The Atlas team at Basis is responsible for internal agents and context. Our product is the codebase itself. A codebase is two things at once. It is the source code that runs in production, and it is the context that coding agents use to make decisions. So to make our product truly friendly for our users, we had to make the monorepo as agent-native, as ergonomic, as possible.
We did it. In three months, token usage per developer increased more than 5x and commit velocity increased by 2.5x.
Basis has placed a core bet on intelligence. From the very beginning of Basis three years ago, we believed that most of our code would soon be written by agents, and built our company accordingly. We hit that point in intelligence about nine months ago.
At that point, it became easy to imagine a world where agents consistently deliver high-quality, well-tested code while engineers focus on the challenging task of actually making engineering decisions.
But we weren't there yet. While coding agents are capable in isolation, they are prone to mistakes when dropped into a working codebase without supporting infrastructure.
This is not a new problem; it's also true of any new hire. A fast-growing company like Basis might onboard multiple engineers every month, so it has always been important to make your codebase easy to learn. But unlike a human, an agent has to "onboard" to the codebase every single trajectory. As we've adopted coding agents, suddenly the "onboardings" at Basis have gone from a handful a month to thousands a month. At this rate, any small inconsistencies, contradictions, and gaps compound quickly, while previously they may have gone unnoticed.
The primary levers to empower coding agents are context and tools. To get to our end state of fluent agents, we developed five principles to guide the development of those levers.

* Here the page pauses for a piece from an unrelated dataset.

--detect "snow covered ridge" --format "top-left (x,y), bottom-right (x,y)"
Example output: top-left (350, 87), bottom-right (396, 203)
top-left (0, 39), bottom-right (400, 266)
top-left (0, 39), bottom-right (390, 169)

1. Canonicality. Every artifact in the repo is either a source of truth about the system as it is today, or a record of intent and history. It is never both. An agent reading your codebase needs an explicit map of what to trust as a description of reality and what to read as a plan, a hypothesis, or a memory.
2. Localization. Context should live as close to where it is used as possible. It only moves up as it becomes more generally applicable. This reduces the likelihood that agents miss relevant context.
3. Verifiability. Agents need verification of their work. We built mechanisms to enforce that, including sub-agent roles, pre-commit hooks, and tests.
4. Interoperability. No layer of the architecture binds the team to a single vendor. AI technology is moving too fast to bet on a single platform. Locking into a vendor this early in AI development risks missing large benefits down the road.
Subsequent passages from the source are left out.